Last week, the Illinois Senate opened discussion that could lead to the state increasing the speed limit on some stretches of highway to 70 mph.
Before this debate heats up — and we’re confident it will — we’d like to establish two points.
No. 1: There are many valid arguments in favor of raising the speed limit on non-urban highways from 65 to 70 mph. We’ll get to those momentarily.
No. 2: Increasing highway safety is not among the arguments in No. 1.
In his testimony last week before the Senate Executive Committee, the speed limit bill’s sponsor disputed the notion that raising the speed limits equates to more traffic accidents.
“A lot of times, individuals will be speeding when the accident took place, but it was not the cause of the accident itself,” said Sen. Dale Risinger, R-Peoria.
Well, that’s one way to look at it. The Center for Transportation Research and Education at Iowa State University released a study in 2009 that offers another view. The center studied traffic accidents on rural Iowa highways where the speed limit had been raised from 65 mph to 70. It used data for 2 1/2 years before and after the new limit went into effect on July 1, 2005.
“Fatal crashes increased on average from 19.2 to 25.2 (an increase of 6.0) per year resulting in a 31.3 percent increase when compared to the 2½ year before period,” the study says. It also examined data that included all serious crashes: “Serious (fatal and major injury) crashes increased on average from 78.8 to 90.8 per year (an increase of 12.0), resulting in a 15.2 percent increase when compared to the 2½ year before period.”
The problem with the Iowa study — and many statistical breakdowns of traffic accidents — is that it deals strictly with numbers. Though the numbers would seem to indicate that the new speed limit led to more accidents, we don’t know what other factors were involved. How many of the injured or killed were wearing seat belts? Were they driving above even the posted speed limit? Was alcohol a factor? In exactly how many of these accidents was traveling at 70 mph versus traveling at 65 mph a contributing factor?

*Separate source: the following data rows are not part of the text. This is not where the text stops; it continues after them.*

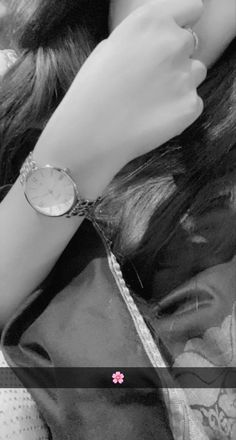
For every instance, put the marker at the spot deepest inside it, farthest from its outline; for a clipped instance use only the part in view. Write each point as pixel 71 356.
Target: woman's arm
pixel 136 91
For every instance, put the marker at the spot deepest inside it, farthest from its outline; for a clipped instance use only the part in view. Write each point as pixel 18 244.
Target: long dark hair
pixel 170 212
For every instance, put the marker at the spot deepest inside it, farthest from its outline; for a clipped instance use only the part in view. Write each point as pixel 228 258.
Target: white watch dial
pixel 50 191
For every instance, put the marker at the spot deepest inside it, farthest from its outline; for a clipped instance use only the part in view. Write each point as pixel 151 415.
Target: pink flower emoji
pixel 118 377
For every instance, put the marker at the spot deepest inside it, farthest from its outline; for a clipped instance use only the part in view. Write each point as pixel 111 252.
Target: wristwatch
pixel 51 191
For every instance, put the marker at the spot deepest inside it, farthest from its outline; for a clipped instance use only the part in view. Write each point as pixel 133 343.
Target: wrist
pixel 91 175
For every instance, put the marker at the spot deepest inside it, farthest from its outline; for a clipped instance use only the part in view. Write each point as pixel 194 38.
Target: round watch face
pixel 50 191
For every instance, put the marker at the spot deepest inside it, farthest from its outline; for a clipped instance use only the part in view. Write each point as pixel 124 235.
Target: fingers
pixel 198 72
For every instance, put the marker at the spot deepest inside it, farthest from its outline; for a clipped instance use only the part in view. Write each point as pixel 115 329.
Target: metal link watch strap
pixel 82 208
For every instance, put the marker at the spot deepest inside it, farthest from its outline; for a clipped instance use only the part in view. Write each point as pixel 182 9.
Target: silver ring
pixel 195 37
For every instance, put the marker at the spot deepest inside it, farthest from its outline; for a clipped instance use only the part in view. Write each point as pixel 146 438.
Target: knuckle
pixel 198 5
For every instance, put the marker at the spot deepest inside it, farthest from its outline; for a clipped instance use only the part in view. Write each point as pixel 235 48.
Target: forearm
pixel 30 245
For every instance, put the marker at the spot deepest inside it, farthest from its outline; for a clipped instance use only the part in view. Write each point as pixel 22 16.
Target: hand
pixel 137 90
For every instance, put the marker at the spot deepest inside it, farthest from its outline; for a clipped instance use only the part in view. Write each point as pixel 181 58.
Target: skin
pixel 215 30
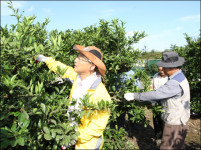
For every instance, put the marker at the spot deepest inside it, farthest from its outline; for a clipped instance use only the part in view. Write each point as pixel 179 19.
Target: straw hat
pixel 94 55
pixel 170 59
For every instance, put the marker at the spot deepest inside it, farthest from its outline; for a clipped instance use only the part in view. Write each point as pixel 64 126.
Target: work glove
pixel 41 58
pixel 129 96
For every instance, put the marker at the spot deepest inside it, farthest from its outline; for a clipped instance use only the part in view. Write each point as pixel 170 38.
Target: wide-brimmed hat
pixel 94 55
pixel 170 59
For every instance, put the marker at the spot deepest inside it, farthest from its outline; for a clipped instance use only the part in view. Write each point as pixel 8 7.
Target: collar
pixel 176 73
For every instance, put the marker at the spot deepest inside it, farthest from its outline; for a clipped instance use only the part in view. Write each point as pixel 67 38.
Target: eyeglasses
pixel 83 59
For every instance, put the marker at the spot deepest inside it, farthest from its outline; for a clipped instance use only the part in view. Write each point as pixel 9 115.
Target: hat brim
pixel 95 60
pixel 178 63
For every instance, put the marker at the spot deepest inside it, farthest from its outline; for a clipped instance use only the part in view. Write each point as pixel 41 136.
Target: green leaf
pixel 21 119
pixel 47 136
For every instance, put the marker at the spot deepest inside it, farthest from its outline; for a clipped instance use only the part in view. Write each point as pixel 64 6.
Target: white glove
pixel 41 58
pixel 129 96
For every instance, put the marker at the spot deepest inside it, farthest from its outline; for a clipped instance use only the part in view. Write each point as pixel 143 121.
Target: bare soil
pixel 144 138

So Risinger has a point in saying that “a lot of times” speed alone doesn’t cause the accident.
Of course, anyone who has driven a motor vehicle knows that it is not easier or safer to avoid a deer in the roadway at 70 mph than at 65 or slower. But, statistically speaking, do such factors outweigh the benefits of driving faster on long, straight, boring stretches of rural interstate? We haven’t found that study yet.

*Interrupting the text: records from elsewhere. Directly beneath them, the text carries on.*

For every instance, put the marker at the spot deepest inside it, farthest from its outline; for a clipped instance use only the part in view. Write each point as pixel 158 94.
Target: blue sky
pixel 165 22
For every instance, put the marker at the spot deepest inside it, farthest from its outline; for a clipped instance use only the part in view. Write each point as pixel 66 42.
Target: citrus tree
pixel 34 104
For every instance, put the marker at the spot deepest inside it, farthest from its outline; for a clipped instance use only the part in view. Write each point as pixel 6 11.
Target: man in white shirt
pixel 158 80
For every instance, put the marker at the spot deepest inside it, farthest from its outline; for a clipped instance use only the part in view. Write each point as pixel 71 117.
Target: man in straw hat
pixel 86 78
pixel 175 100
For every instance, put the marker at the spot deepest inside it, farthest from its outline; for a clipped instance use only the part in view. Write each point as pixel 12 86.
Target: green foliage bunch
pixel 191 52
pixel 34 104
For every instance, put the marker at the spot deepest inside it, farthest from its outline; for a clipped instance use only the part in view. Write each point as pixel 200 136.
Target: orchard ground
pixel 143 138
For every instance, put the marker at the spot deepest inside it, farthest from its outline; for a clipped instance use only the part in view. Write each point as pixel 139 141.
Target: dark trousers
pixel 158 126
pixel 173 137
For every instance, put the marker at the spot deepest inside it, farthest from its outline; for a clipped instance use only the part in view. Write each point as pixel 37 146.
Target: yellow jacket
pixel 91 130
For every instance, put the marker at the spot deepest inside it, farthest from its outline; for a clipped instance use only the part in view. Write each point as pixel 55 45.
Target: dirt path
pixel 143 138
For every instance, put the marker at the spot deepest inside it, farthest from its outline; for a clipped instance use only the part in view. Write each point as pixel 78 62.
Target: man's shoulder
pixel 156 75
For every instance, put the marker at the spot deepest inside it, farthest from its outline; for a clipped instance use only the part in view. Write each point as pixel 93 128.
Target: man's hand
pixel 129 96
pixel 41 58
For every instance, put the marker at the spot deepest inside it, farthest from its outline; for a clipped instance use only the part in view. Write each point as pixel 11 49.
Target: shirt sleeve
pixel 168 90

The Illinois Department of Transportation and Illinois State Police believe the risks are greater than any perceived benefit, and are opposed to raising the limit.

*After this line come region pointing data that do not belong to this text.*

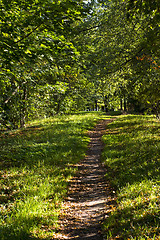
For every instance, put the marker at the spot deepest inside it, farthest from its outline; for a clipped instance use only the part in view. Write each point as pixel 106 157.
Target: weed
pixel 133 162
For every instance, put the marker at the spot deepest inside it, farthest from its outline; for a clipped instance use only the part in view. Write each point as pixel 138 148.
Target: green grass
pixel 132 157
pixel 35 166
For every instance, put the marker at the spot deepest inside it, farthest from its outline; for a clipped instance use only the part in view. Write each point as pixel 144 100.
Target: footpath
pixel 89 199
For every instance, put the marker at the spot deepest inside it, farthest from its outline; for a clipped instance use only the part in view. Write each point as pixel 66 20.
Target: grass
pixel 35 166
pixel 132 157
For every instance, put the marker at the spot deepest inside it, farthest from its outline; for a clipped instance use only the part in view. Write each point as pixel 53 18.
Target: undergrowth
pixel 35 164
pixel 132 157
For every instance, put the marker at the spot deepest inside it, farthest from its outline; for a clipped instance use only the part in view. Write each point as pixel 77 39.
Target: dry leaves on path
pixel 89 198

But we also know this: Except for Wisconsin, all our neighboring states have set 70 mph as the speed limit on rural interstates. It’s an annoyance to drivers crossing into Illinois on, say, I-55 from Missouri or I-64 from Indiana, to have to slow from 70 to 65 for the long, flat trip through Illinois. Illinois drivers also may wonder why they could drive 70 mph in hilly West Virginia yet they can go only 65 on the tedious stretch of I-39 between Bloomington and Rockford. And when drivers find speed laws annoying and/or illogical, they tend to disregard them.
The last time this debate raged in Illinois was in 1987, when the state raised the speed limit to 65 mph. By 1990, there were fewer traffic fatalities in Illinois (1,589) than there had been in 1986 (1,617) under the 55-mph limit. By 2009, the traffic death toll on Illinois roads was the lowest in 88 years.
What happened? We started wearing seat belts. Seat belt use in Illinois last year was 91 percent, according to IDOT. In 1987, it was 36.2 percent. We’re also driving safer cars equipped with airbags. Anti-DUI efforts are much stronger now.
This new attention to safety should factor into discussion of statistics as the debate over a new speed limit gets under way.
Our observations suggest drivers already are voting with their accelerators on Illinois highways, which to us is an indication that the official move to 70 mph eventually will happen. We hope Risinger’s bill gets a vote this session, but supporters should not soft-pedal the fact that with more speed will come more risk.